Professor Ester Hammond wearing a white lab coat in the research lab

Investigating the role of changing oxygen levels in triple negative breast cancer

Research area: Better treatments

Professor Ester Hammond is studying how changing oxygen levels in triple negative breast cancer can make the disease more aggressive and likely to spread.

What's the challenge?

In some breast cancer tumours, the oxygen levels can go up and down. This is because the blood vessels delivering the oxygen are not as good as the vessels found in healthy parts of the body. This change in oxygen levels, also known as cyclic hypoxia, is associated with aggressive cancers that are more likely to grow, spread, survive, and resist treatment. We urgently need find new and effective ways to treat people diagnosed with this type of breast cancer.

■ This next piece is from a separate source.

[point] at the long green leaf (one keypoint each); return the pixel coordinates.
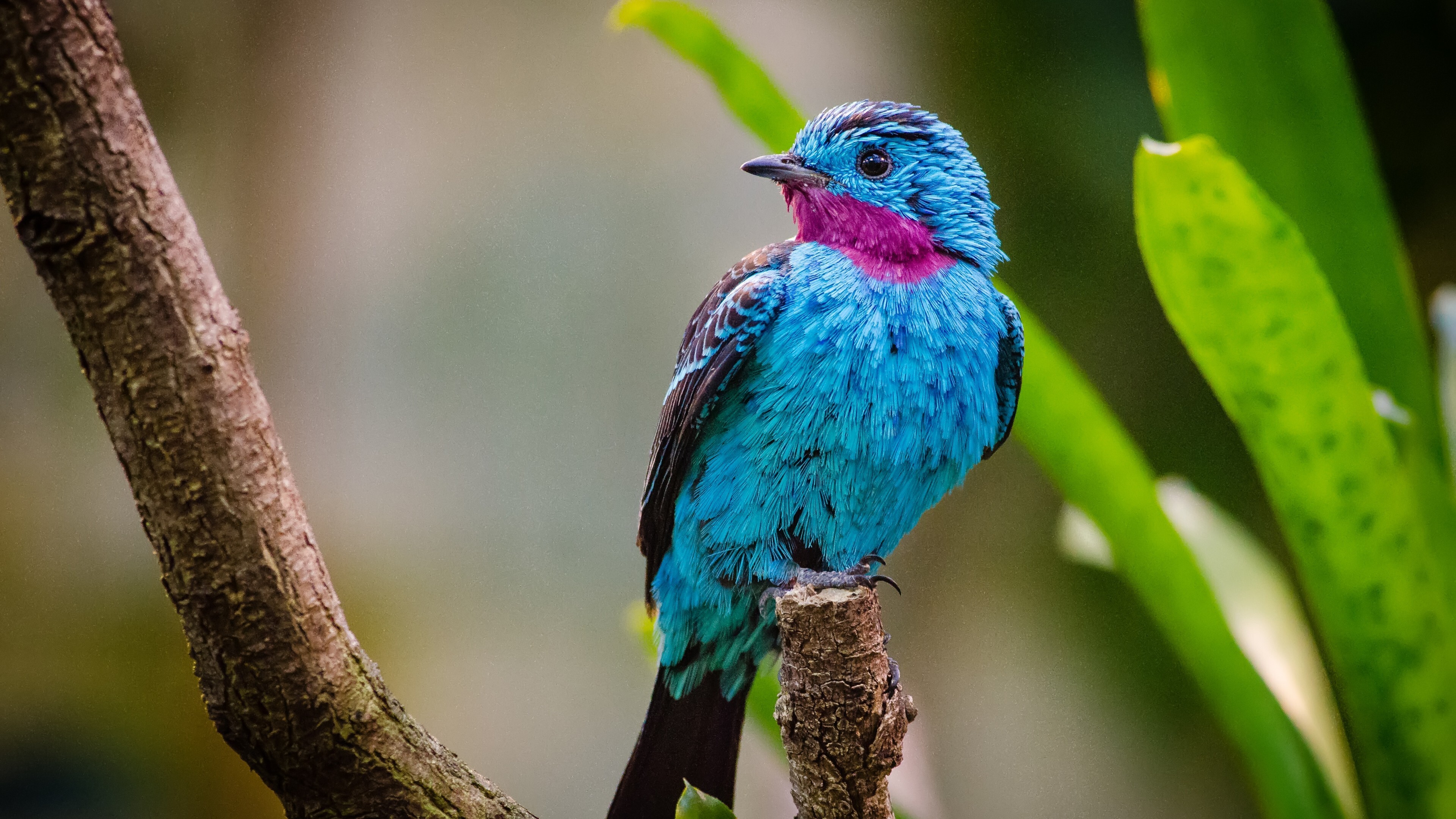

What's the science behind the project?

Professor Ester Hammond aims to understand what happens in triple negative breast cancer cells that are exposed to these changing oxygen levels and why it makes these cancers harder to treat. The researchers think that cancer cells that experience these changes in oxygen levels make a protein, called APOBEC3B, which makes many changes to their DNA. It is these DNA changes that might make the cancer more aggressive.

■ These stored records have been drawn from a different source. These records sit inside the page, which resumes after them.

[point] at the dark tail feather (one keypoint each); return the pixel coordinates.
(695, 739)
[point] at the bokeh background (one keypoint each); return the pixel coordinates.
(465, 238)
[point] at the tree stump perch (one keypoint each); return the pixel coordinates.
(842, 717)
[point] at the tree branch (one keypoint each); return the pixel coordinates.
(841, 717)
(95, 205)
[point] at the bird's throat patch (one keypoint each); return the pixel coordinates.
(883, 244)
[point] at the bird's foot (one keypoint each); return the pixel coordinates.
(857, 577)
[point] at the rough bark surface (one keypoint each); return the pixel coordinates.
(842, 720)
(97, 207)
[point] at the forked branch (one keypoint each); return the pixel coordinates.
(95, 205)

To study this, Ester is controlling the oxygen levels that tumour cells are exposed to in the lab. She is testing whether changing oxygen levels lead to alterations in the DNA of the tumour cells that help them to grow faster, resist chemotherapy treatment and spread around the body.

She is also testing how these changes influence the cancers’ response to different types of chemotherapy and aims to test new treatment combinations using mouse models of breast cancer that could be used against these tumours. The researchers also hope to find a way to tell whose cancer is exposed to changing oxygen levels and thus may be more aggressive, so that we can better treat the disease.

What difference will this project make?

Breast cancers with cyclic hypoxia are often aggressive and difficult to treat. This research aims to identify new strategies for the treatment of breast cancer and find a way to identify those who would benefit most.